Martin Jol über Ex-DFB-Star Kroos: „War eine Passmaschine“
Mit Toni Kroos hat ein wichtiger Passgeber seine Karriere nach der EM beendet.
Ich finde, im zentralen Mittelfeld weiß man nicht, was man erwarten kann. Wenn ich ehrlich bin, ist Groß ein guter Spieler. Auch mein Freund und ehemaliger Tottenham-Assistent Chris Hughton, der ihn bei Brighton trainiert hat, spricht sehr positiv über ihn. Aber er ist Groß – und kein Kroos. Kroos war eine Passmaschine. Wir haben Veerman, der eventuell beginnen könnte und ähnliche Stärken hat. Neben Groß spielt Andrich. Ich glaube, das Mittelfeld von Holland ist besser.
Wieso?
Schouten macht seine Sache sehr gut im Moment, das hat er auch bei der EM gezeigt. Reijnders kann für den Gegner ebenfalls gefährlich sein. Ganz vorne ist Zirkzee neu in der Mannschaft. Aber er ist noch kein van Basten. Am Dienstag wird Brobbey beginnen, aber er ist nicht wirklich konstant. Holland hat hier eine ähnliche Situation wie Deutschland: Der Superstürmer fehlt. Wenn man die Spieler vergleicht, ist das deutsche Team vorne insgesamt besser. Wir haben Xavi Simons. Er ist gut und der kreativste Spieler bei uns, aber er ist kein Musiala und kein Wirtz. Allerdings sind wir hinten stärker. Deutschland fehlt in der Innenverteidigung so ein Anführer wie van Dijk, der bei uns der klare Abwehrchef ist. Die DFB-Elf hat mit Kimmich einen unglaublichen Spieler und Leader, aber generell hat die DFB-Elf aktuell nicht mehr so viele Persönlichkeiten wie früher.

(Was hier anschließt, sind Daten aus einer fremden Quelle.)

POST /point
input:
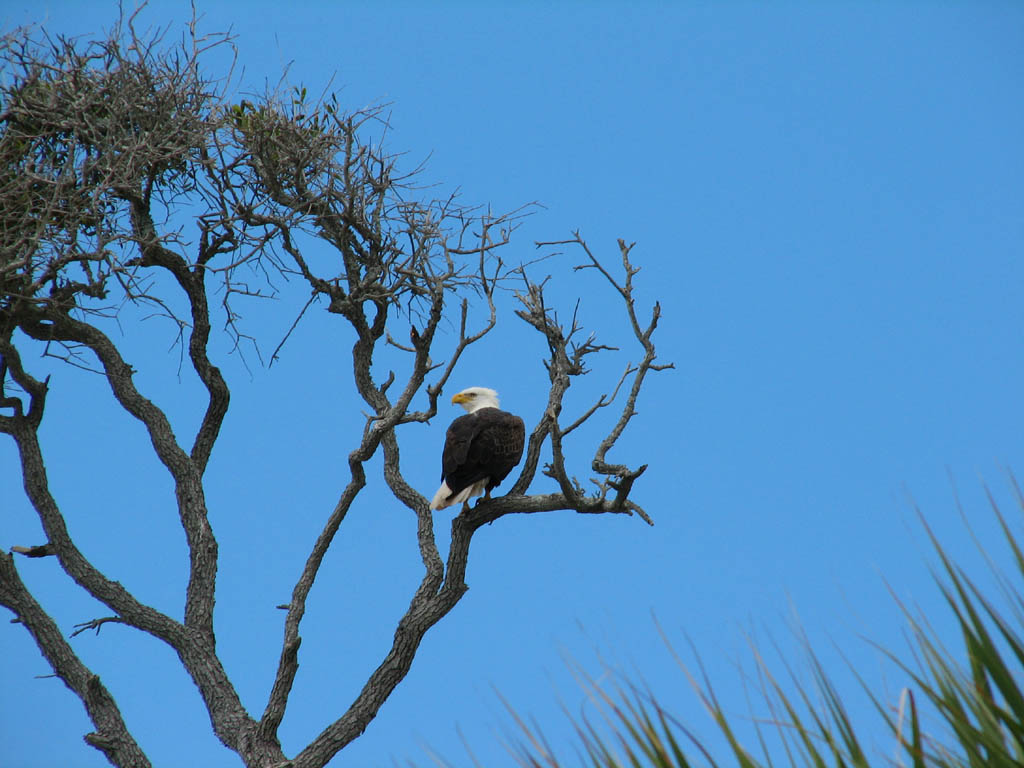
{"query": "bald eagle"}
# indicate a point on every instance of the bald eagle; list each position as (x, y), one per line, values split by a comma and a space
(480, 449)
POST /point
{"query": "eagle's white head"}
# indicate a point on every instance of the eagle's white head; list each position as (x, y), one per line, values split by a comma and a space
(476, 397)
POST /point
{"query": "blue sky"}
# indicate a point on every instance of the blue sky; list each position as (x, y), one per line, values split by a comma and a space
(826, 201)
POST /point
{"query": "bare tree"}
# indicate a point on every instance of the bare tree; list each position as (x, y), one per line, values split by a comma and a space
(129, 179)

Alles in allem wird es ungefähr ein Duell auf Augenhöhe.
Martin Jol über Matthijs de Ligt: „Glaube, dass er dem FC Bayern fehlen wird“
Matthijs de Ligt war einst das größte Abwehr-Talent. Als Kapitän von Ajax Amsterdam ist er 2019 zu Juventus gewechselt. Nun hat er den FC Bayern nach nur zwei Spielzeiten in Richtung Manchester United verlassen. Hat er aus Ihrer Sicht den richtigen Durchbruch geschafft?

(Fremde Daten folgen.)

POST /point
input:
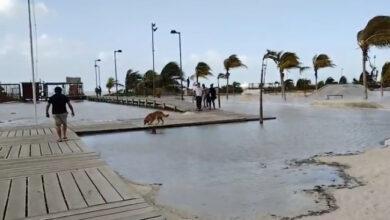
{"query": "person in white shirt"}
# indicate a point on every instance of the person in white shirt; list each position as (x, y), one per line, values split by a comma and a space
(198, 93)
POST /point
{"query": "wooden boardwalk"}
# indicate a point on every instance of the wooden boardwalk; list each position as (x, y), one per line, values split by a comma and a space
(146, 103)
(43, 179)
(182, 120)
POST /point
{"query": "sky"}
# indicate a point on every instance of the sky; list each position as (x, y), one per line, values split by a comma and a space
(71, 34)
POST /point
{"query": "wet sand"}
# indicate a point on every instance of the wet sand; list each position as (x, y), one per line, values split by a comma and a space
(369, 200)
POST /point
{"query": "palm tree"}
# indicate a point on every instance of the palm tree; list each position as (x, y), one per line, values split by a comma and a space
(376, 33)
(284, 61)
(385, 76)
(319, 62)
(220, 76)
(110, 84)
(301, 70)
(229, 63)
(202, 70)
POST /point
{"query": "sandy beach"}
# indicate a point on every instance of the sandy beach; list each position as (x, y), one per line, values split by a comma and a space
(370, 199)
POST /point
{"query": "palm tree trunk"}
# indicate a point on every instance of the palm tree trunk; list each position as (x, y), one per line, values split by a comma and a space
(364, 73)
(282, 86)
(219, 97)
(227, 85)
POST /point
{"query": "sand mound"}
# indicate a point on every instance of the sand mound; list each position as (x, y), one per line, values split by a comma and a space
(348, 91)
(346, 104)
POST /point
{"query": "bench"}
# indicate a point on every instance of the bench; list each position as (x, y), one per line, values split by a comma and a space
(328, 96)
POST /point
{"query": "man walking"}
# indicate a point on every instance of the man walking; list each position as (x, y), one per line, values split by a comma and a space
(60, 114)
(198, 94)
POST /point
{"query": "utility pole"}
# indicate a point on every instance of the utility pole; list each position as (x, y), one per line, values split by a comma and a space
(32, 64)
(154, 28)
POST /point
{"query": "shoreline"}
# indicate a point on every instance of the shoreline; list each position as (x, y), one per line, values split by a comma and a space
(363, 194)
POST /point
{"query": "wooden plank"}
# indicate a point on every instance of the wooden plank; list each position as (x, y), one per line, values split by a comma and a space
(24, 150)
(34, 132)
(45, 149)
(4, 151)
(82, 146)
(16, 208)
(139, 214)
(73, 146)
(53, 130)
(117, 183)
(26, 133)
(115, 213)
(41, 131)
(11, 133)
(55, 149)
(105, 188)
(14, 152)
(71, 192)
(54, 198)
(64, 148)
(4, 188)
(89, 191)
(35, 150)
(47, 131)
(19, 133)
(73, 214)
(36, 196)
(4, 133)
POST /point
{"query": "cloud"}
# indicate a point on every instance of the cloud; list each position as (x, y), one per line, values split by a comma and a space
(17, 8)
(6, 6)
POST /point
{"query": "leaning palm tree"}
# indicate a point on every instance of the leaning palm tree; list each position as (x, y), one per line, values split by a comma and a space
(229, 63)
(376, 33)
(202, 70)
(385, 75)
(110, 83)
(301, 70)
(319, 62)
(284, 61)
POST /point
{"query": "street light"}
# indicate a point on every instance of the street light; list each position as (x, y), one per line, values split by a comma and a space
(154, 28)
(181, 68)
(116, 74)
(96, 82)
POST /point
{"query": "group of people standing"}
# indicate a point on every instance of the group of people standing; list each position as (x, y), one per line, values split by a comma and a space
(205, 95)
(98, 91)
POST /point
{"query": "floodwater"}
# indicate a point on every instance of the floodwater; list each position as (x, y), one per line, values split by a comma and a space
(241, 171)
(15, 114)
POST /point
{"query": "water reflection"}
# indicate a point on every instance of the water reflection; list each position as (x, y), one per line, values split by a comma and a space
(239, 170)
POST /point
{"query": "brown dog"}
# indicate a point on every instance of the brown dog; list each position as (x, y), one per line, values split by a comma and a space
(157, 115)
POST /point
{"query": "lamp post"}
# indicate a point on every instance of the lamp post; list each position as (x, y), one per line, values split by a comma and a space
(154, 28)
(262, 79)
(96, 74)
(99, 76)
(181, 67)
(116, 74)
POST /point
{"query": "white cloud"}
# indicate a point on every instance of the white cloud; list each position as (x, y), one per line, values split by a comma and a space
(6, 6)
(16, 8)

Das Gegenteil zu behaupten, wäre ein bisschen billig. Er war mit 18 Jahren jüngster Spielführer bei Ajax. Auch bei Juventus hat er es in seinem ersten Jahr sehr gut gemacht. Lothar Matthäus hat gesagt, dass es nicht gut für die Bayern ist, dass sie de Ligt verkauft haben. Er war der einzige Innenverteidiger mit richtigem Profil. Ich glaube auch, dass er dem FC Bayern fehlen wird. Man darf de Ligt nicht unterschätzen. Er ist knallhart, kann Fußball spielen und ist ein sehr guter Junge. Ja, er hat ab und zu keine guten Momente. Aber die hat van Dijk auch. Und er war der teuerste Verteidiger in England. Ich denke, de Ligt wird viel zu streng bewertet.
Sie haben vorhin auch das frühere Bayern-Talent Zirkzee schon angesprochen. Gegen Bosnien-Herzegowina hat der aktuelle Stürmer von Manchester United immerhin sein erstes Tor für die A-Nationalmannschaft gemacht.

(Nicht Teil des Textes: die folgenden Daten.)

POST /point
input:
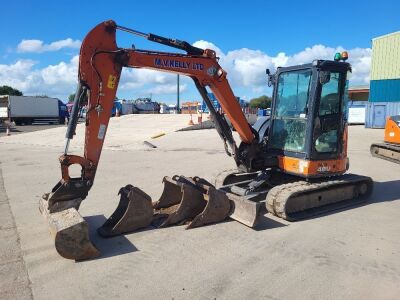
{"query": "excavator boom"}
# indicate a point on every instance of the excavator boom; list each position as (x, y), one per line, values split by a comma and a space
(100, 65)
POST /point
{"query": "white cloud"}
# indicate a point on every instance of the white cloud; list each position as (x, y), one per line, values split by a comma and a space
(38, 46)
(54, 80)
(245, 67)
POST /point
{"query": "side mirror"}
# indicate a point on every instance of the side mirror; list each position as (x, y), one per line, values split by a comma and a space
(271, 78)
(324, 77)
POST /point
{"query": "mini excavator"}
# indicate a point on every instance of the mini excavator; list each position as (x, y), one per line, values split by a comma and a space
(390, 148)
(291, 164)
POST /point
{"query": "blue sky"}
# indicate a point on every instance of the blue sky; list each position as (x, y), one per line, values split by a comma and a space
(248, 35)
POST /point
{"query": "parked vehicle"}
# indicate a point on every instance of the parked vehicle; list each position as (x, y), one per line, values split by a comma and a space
(25, 110)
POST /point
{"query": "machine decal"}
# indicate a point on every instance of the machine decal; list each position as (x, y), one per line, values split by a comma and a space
(111, 81)
(102, 132)
(177, 64)
(212, 71)
(323, 168)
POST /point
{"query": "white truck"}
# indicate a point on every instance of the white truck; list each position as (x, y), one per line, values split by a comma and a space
(24, 110)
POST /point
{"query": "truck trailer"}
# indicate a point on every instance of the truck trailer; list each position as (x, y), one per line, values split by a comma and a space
(25, 110)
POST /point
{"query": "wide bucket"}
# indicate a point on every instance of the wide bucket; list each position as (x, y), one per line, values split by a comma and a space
(70, 232)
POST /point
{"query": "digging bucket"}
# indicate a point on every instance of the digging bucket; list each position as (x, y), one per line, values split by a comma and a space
(70, 232)
(180, 201)
(134, 211)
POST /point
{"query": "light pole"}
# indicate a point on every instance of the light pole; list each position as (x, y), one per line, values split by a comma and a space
(177, 94)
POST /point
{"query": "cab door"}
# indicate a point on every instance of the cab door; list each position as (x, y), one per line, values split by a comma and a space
(329, 121)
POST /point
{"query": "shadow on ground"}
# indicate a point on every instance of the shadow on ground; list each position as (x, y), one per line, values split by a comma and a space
(108, 247)
(386, 191)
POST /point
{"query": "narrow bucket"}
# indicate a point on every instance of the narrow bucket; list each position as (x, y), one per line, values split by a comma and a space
(134, 211)
(180, 201)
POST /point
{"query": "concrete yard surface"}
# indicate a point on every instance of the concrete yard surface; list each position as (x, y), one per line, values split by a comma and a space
(349, 254)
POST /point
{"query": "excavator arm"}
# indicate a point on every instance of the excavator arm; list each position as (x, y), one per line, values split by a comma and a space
(100, 66)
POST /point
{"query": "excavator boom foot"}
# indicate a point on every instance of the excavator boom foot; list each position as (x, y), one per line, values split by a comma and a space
(134, 211)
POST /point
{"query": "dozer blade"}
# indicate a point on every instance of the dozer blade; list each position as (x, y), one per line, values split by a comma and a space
(386, 151)
(216, 210)
(134, 211)
(180, 201)
(70, 232)
(244, 211)
(237, 208)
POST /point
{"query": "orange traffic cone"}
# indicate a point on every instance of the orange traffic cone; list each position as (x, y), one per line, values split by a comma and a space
(191, 120)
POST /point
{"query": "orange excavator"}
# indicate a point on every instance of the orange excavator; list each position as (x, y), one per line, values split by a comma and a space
(291, 164)
(390, 148)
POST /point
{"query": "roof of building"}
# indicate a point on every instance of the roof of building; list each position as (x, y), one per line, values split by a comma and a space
(359, 88)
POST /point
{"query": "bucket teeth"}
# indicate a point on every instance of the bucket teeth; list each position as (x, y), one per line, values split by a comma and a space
(134, 211)
(70, 232)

Das Tor war ein bisschen glücklich, finde ich. Er hat nicht sehr gut, aber auch nicht schlecht gespielt aus meiner Sicht. Ich denke, Weghorst wird ein bisschen unterschätzt. Nach einem Streit im Training am Sonntag hat er den Platz verärgert verlassen. Für einen Spieler wie ihn, der immer ein Tor macht, wenn er reinkommt, ist es schwer zu verdauen, dass er nur als Plan B bewertet wird. Da geht es ihm ähnlich wie Füllkrug. Aber beide waren bislang in der aktuellen Situation die besten Neuner ihrer Nationalmannschaften.
Für große Aufregung in den Niederlanden hat der Wechsel von Steven Bergwijn nach Saudi-Arabien gesorgt. Trainer Koeman hat ihn sofort ausgemustert. Hätten Sie als Bondscoach auch so reagiert?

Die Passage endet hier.